STAYTON, Ore. (KOIN) — With some neighborhoods in Marion and Linn counties reducing to Level 2 evacuations, people are beginning to return to their properties to survey what rampant wildfires have left them.
On the same day, leaders from both those counties began the conversations on what the next steps are and how quickly they can start rebuilding.
“We are having people look at their homes and figure out what it means to go back there and we’re starting to plan on rebuilding so, that’s the focus right now. We want to keep people safe and we want to rebuild, we want to rebuild as soon as possible.” said Colm Willis, the chair of the Marion County Commissioners.
Several hundred homes, if not more, were lost in the County. Highway 22 remains closed at Mill City, covered in thousands of downed trees, but roads through Linn county allow for people to work back to their homes. For many, they were evacuated in the middle of the night because of how fast the fire spread.
“They left with nothing and they have nothing. So it’s really what, in this phase, what are the things that they need.” said Ed Diehl.
Diehl has helped organize a community donation center at the Knights of Columbus Anthony Hall in Stayton. There, clothes, food, toys, games, and information on where to get help can be found for people who have survived the fires.
People living in Santiam Canyon have organized a local relief fund as well, designed to help immediately and as rebuilding takes place.
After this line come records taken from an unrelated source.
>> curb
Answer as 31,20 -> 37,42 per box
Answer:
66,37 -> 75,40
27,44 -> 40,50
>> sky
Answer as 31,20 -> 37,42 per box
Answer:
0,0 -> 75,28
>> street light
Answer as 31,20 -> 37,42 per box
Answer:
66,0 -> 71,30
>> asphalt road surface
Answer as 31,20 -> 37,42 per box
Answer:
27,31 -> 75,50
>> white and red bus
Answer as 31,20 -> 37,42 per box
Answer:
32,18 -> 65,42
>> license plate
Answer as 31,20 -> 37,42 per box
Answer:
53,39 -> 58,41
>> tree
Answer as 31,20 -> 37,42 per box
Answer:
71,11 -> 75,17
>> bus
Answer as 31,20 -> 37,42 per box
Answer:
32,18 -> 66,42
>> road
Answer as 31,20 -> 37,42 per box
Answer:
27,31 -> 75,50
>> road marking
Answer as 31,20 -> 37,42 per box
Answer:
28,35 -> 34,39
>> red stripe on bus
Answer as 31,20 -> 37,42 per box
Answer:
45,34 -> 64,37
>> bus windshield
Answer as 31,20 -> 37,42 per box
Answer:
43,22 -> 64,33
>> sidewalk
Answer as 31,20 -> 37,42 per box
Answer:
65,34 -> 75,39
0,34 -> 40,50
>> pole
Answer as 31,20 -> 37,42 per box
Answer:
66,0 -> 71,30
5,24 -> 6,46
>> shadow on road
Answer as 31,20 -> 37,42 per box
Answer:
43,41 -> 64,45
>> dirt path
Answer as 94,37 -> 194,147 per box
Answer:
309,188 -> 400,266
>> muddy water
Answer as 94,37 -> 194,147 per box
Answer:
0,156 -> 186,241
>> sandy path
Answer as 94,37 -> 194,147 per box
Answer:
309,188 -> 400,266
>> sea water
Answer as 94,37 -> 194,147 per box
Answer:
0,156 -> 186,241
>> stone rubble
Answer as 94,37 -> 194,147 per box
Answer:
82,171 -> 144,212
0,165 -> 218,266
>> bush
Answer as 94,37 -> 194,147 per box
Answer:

“That’s what this community is about. They are fiercely independent and fiercely able to support themselves. But the reason they are able to be that wqy is because they are connected and know their neighbors and friends are here to help.” said Deana Freres, who helped organize the fund.
The fund started after Freres neighbors lost their home. Friends were quick to donate however, they wanted that money to go to people who were more in need.
Initially, Freres says the money will help with people’s hotel and travel costs. She hopes at some point it will help people rebuild what was lost.
“It’s going to be a long haul, it’s going to be hard work, but I think the end result will be an example to everybody on how well community works.” she said.
Willis, though is not deterred by the work. He hopes to work with Governor Kate Brown’s office on how to expedite the approval process for people’s rebuilding.
“We roll up our sleeves, we get to work, it’s not a community that waits around. This is not a community that’s looking for handouts, this is a community tyhat works. I’m confident and I’ve seen this community pull together like I’ve never seen before.